Derelict Building in Dublin 8 via Twitter @zoeobeimhen

Back in July 2022, the Government announced an initiative called ‘Housing for All’, which outlines the Government’s plans to utilise sites that have been deemed as derelict, with the goal of refurbishing them and making them of a high enough quality for residential use. In this new housing plan, the use of these vacant and derelict sites is also working in line with the ambitions of the Government’s Climate Action plan, while also aiming to rejuvenate areas such as Dublin 8. 

The Government will be supplying a maximum grant of €30,000 for people who are seeking to refurbish a vacant property, and to then use it as their own home. Along with this, an additional grant on top of that of up to €20,000, will be available for those that their property is deemed unsafe.

According to ‘The Derelict Sites Act of 1990’, a derelict site is any land that: “Detracts, or is likely to detract, to a material degree from the amenity, character or appearance of land in the neighbourhood of the land in question because of structures which are in a ruinous, derelict or dangerous condition, or the neglected, unsightly or objectionable condition of the land or of structures on it, or the presence, deposit or collection of litter, rubbish, debris or waste.” 

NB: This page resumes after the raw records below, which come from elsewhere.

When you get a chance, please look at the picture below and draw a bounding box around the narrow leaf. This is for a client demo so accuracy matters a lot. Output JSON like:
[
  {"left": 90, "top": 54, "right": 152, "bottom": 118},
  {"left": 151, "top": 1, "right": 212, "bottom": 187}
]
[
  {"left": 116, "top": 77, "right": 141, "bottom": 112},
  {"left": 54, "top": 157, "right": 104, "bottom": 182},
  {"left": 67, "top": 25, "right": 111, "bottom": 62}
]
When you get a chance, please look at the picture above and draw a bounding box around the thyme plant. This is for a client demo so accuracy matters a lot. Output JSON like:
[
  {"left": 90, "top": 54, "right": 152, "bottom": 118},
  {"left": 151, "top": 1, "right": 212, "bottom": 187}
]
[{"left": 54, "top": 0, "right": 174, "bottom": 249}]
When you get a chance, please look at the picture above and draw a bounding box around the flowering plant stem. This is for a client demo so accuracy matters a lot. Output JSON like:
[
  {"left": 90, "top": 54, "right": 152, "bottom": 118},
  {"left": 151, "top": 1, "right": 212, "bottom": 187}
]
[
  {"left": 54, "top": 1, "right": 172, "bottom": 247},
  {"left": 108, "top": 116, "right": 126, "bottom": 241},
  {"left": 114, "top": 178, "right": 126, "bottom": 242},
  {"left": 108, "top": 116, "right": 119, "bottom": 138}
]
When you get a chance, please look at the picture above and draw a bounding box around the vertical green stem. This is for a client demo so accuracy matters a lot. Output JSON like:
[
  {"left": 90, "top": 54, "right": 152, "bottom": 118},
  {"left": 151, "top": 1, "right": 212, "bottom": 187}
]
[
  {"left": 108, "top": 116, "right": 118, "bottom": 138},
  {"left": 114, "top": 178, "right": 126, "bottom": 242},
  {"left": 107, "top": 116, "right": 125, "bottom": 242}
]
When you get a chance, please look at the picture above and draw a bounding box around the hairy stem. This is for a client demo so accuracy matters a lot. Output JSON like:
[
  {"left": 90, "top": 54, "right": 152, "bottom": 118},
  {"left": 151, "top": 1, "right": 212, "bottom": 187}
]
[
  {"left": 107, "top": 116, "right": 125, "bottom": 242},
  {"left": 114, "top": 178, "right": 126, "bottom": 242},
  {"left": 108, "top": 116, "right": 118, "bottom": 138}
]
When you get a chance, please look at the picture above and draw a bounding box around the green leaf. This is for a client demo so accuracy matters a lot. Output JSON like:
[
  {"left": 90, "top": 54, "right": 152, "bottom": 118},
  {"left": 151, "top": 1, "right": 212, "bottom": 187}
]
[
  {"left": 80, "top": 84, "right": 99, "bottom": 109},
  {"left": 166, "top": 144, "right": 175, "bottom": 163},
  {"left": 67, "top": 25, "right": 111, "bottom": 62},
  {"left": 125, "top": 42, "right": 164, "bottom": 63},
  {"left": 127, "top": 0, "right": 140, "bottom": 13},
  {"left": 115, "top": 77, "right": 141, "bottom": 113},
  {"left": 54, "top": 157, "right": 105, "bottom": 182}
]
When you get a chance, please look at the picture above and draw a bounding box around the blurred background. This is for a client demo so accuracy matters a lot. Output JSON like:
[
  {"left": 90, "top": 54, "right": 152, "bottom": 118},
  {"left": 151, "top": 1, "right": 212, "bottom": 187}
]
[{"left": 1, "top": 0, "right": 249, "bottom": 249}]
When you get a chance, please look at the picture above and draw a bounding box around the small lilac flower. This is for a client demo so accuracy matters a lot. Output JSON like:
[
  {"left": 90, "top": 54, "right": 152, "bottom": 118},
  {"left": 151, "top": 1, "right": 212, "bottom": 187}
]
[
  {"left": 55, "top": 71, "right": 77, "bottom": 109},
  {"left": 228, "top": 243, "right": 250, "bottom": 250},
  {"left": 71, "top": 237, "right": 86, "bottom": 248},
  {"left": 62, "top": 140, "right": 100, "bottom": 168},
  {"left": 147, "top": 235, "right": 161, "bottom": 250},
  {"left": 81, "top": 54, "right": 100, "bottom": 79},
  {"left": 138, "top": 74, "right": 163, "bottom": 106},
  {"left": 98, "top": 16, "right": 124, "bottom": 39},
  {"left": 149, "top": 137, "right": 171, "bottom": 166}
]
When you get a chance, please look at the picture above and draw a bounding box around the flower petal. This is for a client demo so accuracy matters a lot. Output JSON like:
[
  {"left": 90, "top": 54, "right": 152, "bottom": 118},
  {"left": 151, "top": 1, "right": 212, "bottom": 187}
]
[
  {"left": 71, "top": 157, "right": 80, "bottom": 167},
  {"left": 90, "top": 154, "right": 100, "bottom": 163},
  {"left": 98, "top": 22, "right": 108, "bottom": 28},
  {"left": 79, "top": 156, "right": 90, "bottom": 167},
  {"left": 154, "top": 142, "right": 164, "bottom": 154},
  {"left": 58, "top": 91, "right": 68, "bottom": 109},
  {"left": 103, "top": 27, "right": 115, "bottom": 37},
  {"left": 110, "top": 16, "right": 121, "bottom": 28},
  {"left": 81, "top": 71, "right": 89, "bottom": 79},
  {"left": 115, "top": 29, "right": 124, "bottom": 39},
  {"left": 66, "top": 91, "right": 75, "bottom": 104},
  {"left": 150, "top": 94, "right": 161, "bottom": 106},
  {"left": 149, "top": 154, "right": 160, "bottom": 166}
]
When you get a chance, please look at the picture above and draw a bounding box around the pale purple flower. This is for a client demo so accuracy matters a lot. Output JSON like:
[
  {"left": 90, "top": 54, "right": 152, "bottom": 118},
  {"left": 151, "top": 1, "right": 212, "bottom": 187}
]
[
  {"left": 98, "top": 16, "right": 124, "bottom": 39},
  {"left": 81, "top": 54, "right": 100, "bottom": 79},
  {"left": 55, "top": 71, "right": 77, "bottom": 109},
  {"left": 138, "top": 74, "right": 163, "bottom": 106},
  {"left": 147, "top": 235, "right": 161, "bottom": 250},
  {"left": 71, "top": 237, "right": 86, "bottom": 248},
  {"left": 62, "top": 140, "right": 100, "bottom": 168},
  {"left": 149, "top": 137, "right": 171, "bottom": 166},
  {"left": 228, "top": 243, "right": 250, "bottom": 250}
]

The CSO (Central Statistics Office) reported 166,752 vacant houses and apartments across Ireland listed in the 2022 Census, meaning that the number of vacant sites recorded had fallen by 9% in comparison to the 2016 Census, but locals still feel that this decrease is not enough.  

Margaret Bul, 71, moved into Dublin 8 back during the early 2000s and has been living there since.

“Our Government and City Council are lacking in efficiency and effectiveness plus, there’s also a lot of bureaucracies, missed opportunities to deliver housing, such as the Housing for All scheme.”


“There has been a growing number of empty and derelict shops, buildings and houses over the past few years. It is a disgrace that there are so many empty rooms above shops that could be made into homes for all the homeless on our streets, and people on the waiting list. So many derelict shops that could become Pop- Up or a Collective shop space for small and Start-Up businesses,” Bul said.